Sunny Flat

Perhaps you’ve been tempted by an announcement for a “Sunny Flat in Paris” (airbnb). Or perhaps you’ve clicked on item #57214 (sabbaticalhomes.com). I would recommend looking further, for example on a site directed to French consumers like seloger.com; or even biting the bullet of a finder’s fee and dealing with a real estate agency (agence immobilière, they call it in the local parlance). The difference is that with a non-localized site like airbnb, you are outside of any jurisdiction, and recourse will be difficult in case it turns out that the apartment you’ve rented is small, dirty, ill-equipped, and does not have the nice view you were counting on. Say you were attracted by a charming urban vista like this:

front-balcony

and arrived with baggage and children after many hours of flight to look out the window at this:

rear balcony

You would, I think, wish you had taken another apartment. It’s been known to happen.

George Akerlof (co-laureate of the 2000 Nobel Prize) analyzed this situation in his classic paper “The Market for Lemons: Quality Uncertainty and the Market Mechanism” (Quarterly Journal of Economics, 84 [1970]: 488-500).

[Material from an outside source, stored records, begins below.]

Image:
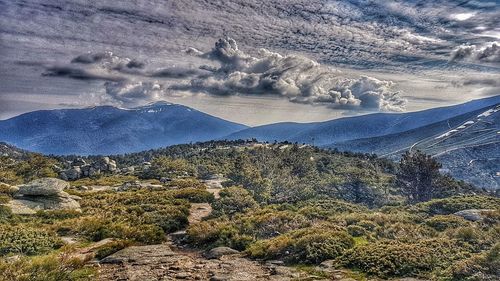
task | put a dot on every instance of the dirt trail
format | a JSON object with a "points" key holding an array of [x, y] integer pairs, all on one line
{"points": [[170, 261]]}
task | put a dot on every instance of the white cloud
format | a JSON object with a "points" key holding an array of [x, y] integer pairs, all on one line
{"points": [[294, 77], [134, 93], [488, 53]]}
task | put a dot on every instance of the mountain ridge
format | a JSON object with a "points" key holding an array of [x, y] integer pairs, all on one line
{"points": [[111, 130]]}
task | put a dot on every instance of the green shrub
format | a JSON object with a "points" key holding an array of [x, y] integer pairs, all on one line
{"points": [[451, 205], [233, 200], [389, 258], [45, 268], [322, 209], [56, 215], [27, 240], [441, 222], [311, 245], [194, 195], [111, 248], [103, 180], [356, 231], [480, 267]]}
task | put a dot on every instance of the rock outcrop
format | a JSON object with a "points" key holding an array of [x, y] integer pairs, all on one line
{"points": [[218, 252], [79, 168], [43, 194]]}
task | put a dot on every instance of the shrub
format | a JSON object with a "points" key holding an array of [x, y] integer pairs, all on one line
{"points": [[451, 205], [389, 258], [104, 180], [484, 267], [441, 223], [45, 268], [233, 200], [356, 231], [193, 195], [322, 209], [310, 245], [56, 215], [27, 240], [111, 248]]}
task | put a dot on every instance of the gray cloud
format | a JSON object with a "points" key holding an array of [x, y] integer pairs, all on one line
{"points": [[133, 93], [91, 58], [176, 72], [489, 53], [79, 74], [296, 78]]}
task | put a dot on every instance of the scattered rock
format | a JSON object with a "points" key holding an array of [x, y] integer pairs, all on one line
{"points": [[218, 252], [43, 187], [80, 168], [472, 214], [43, 194], [151, 254]]}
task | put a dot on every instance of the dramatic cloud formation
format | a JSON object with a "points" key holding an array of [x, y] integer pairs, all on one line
{"points": [[297, 78], [489, 53], [134, 93], [80, 74]]}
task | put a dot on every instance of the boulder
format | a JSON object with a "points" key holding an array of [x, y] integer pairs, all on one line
{"points": [[32, 204], [43, 187], [43, 194], [472, 214], [72, 174], [218, 252], [112, 166], [78, 162], [9, 189], [140, 255]]}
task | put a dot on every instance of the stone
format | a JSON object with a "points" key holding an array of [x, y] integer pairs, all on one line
{"points": [[78, 162], [112, 166], [72, 174], [140, 255], [218, 252], [43, 187], [472, 214], [9, 189]]}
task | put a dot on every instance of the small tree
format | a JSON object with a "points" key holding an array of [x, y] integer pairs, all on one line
{"points": [[417, 175]]}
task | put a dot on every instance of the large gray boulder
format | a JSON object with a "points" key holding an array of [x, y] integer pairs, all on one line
{"points": [[218, 252], [43, 187], [43, 194]]}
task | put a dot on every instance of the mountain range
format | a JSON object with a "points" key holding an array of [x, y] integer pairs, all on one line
{"points": [[464, 137], [109, 130]]}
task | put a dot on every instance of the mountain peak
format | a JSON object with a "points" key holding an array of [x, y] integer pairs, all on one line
{"points": [[156, 104]]}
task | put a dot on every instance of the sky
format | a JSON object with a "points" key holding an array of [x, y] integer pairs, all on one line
{"points": [[248, 61]]}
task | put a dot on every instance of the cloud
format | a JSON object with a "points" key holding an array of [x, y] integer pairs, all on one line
{"points": [[488, 53], [297, 78], [134, 93], [79, 74], [91, 58], [176, 72]]}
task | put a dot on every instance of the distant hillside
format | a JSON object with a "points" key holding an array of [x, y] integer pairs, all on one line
{"points": [[366, 126], [468, 145], [111, 130]]}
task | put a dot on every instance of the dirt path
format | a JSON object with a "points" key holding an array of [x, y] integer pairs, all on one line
{"points": [[169, 261]]}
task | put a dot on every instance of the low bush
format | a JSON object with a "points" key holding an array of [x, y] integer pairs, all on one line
{"points": [[389, 258], [310, 245], [484, 267], [111, 248], [45, 268], [441, 222], [26, 240], [233, 200], [451, 205]]}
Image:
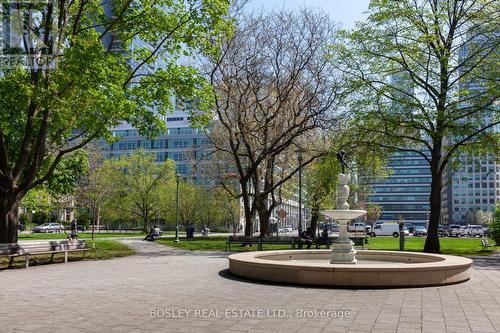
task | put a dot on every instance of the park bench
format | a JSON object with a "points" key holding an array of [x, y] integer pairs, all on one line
{"points": [[242, 240], [278, 240], [485, 243], [293, 241], [32, 248]]}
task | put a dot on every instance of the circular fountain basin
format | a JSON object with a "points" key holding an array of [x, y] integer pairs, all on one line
{"points": [[374, 268]]}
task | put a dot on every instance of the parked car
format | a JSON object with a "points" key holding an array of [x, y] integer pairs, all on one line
{"points": [[330, 226], [48, 227], [388, 229], [456, 230], [442, 230], [420, 230], [474, 230], [356, 227]]}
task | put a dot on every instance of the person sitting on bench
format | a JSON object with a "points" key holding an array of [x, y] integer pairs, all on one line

There may be potential buyers of good quality products and there may be potential sellers of such products in the appropriate price range; however, the presence of people who wish to pawn bad wares as good wares tends to drive out the legitimate business. The cost of dishonesty, therefore, lies not only in the amount by which the purchaser is cheated; the cost must also include the cost incurred from driving legitimate business out of existence. (495)

Akerlof continues: “Dishonesty in business is a serious problem in underdeveloped countries.” Well, perhaps the judicial void in which many Internet businesses operate is, for all its technological smoothness and the quality of its air-conditioning, in these terms still an “underdeveloped country.” Akerlof sees in traditional “underdeveloped” societies, with their wide disparities in quality among instances of a like commodity (one grain dealer will put pebbles in the rice to add to its weight, another won’t), a function to be filled by the entrepreneur or merchant, the person who makes a living from assessing good quality and bringing it to the end user. But as everyone knows, the great value of Internet commerce has always been to put you in direct contact with the primary seller– who may have as his or her rule of practice “Let the buyer beware.”